Corso di Aggiornamento in Neurologia d’Urgenza

La neurologia di urgenza negli ultimi anni sta imponendosi anche nel nostro paese come un nuovo modello operativo, e la sua diffusione comincia a determinare un “riassetto” nell’operatività tradizionale della nostra disciplina, in relazione alla necessità di adeguarsi all’emergenza. Come è dimostrato in letteratura molte delle patologie neurologiche più importanti e di maggiore impegno (ictus, emorragia cerebrale, crisi epilettiche ripetute o stato di male, traumi cranici, disturbi gravi della coscienza, ecc), esordiscono in modo acuto e rappresentano una quota importante
degli interventi nell’ambito delle urgenze mediche ospedaliere. Spesso inoltre le urgenze neurologiche sono gravate da elevata morbilità e mortalità, con i conseguenti relativi rischi e costi sanitari. L’importanza della partecipazione del neurologo nel dipartimento di emergenza, nonché il numero degli interventi, sono largamente sottostimati. In particolare l’ictus è una emergenza medica in cui il tempo è prezioso per ridurre il danno cerebrale, la mortalità e la morbidità; le opzioni terapeutiche utilizzabili prevedono, infatti, un periodo “finestra” molto ridotto e sono praticabili solo presso unità specialistiche appositamente dedicate, le Stroke Unit.
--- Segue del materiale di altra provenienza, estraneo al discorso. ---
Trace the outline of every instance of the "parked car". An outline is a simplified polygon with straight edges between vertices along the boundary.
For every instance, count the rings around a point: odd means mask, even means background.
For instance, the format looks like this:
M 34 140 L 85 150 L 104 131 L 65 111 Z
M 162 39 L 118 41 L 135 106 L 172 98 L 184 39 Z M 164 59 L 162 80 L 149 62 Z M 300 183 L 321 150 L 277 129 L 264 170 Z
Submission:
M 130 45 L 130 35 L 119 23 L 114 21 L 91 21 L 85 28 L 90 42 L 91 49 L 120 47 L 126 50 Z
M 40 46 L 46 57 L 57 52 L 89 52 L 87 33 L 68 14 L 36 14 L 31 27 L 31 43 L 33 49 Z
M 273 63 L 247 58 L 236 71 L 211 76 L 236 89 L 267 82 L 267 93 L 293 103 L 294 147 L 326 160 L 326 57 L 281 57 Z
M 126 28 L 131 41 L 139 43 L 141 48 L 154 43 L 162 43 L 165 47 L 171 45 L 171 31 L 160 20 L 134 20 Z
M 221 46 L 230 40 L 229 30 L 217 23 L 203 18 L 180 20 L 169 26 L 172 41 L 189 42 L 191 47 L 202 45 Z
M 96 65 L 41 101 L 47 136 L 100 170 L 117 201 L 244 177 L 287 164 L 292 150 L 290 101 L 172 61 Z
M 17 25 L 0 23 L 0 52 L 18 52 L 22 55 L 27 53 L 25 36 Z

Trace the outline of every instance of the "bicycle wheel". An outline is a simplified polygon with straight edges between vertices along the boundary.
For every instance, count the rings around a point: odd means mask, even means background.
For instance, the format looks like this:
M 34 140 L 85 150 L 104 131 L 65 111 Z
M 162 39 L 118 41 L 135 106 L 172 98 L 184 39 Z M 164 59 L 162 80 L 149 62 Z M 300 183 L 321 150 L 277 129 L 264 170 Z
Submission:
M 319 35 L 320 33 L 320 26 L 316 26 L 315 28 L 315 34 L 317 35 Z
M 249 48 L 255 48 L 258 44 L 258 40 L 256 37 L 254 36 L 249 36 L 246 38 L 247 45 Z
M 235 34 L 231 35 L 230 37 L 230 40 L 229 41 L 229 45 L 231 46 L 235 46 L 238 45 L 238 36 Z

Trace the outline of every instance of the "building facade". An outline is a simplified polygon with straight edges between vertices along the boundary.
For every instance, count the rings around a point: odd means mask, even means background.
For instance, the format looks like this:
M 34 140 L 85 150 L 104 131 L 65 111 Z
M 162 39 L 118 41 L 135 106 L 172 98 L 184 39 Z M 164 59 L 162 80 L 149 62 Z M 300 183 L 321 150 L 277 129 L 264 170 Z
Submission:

L’ictus è definito dal Ministero della Sanità come “una sindrome caratterizzata
dall’improvviso e rapido sviluppo di segni riferibili a deficit focale delle funzioni cerebrali senza altra causa apparente se non quella vascolare; la perdita della funzionalità cerebrale può essere globale (pazienti in coma profondo). I sintomi durano più di 24 ore o determinano il decesso” . Dal punto di vista epidemiologico esso costituisce una delle maggiori cause di mortalità ed è identificato quale terza causa di morte nel mondo dopo le malattie cardiovascolari e le neoplasie. Recenti studi evidenziano un trend all’aumento di tale patologia che sarebbe attualmente, ed ancor più in previsione per il futuro, la seconda causa di morte nel mondo. La prevalenza dell’ictus è quantificabile tra il 4,6 ed il 7,3% ed aumenta in relazione
all’età; nella popolazione italiana la prevalenza risultante dall’ultimo censimento ISTAT del 2001 nella fascia d’età compresa tra i 65 e gli 84 anni è del 6,5%. Anche l’incidenza aumenta progressivamente con l’età e circa il 75% degli eventi si verifica in età geriatrica raggiungendo il picco massimo negli ultraottantacinquenni, in cui si rileva la prognosi peggiore in termini di mortalità . Per quanto più rare alcune patologie autoimmuni (s. Guillan Barrè , crisi miasteniche…) e le malattie infettive costituiscono gravi emergenze mediche con rischio di mortalità basso se tratta in tempo e adeguatamente.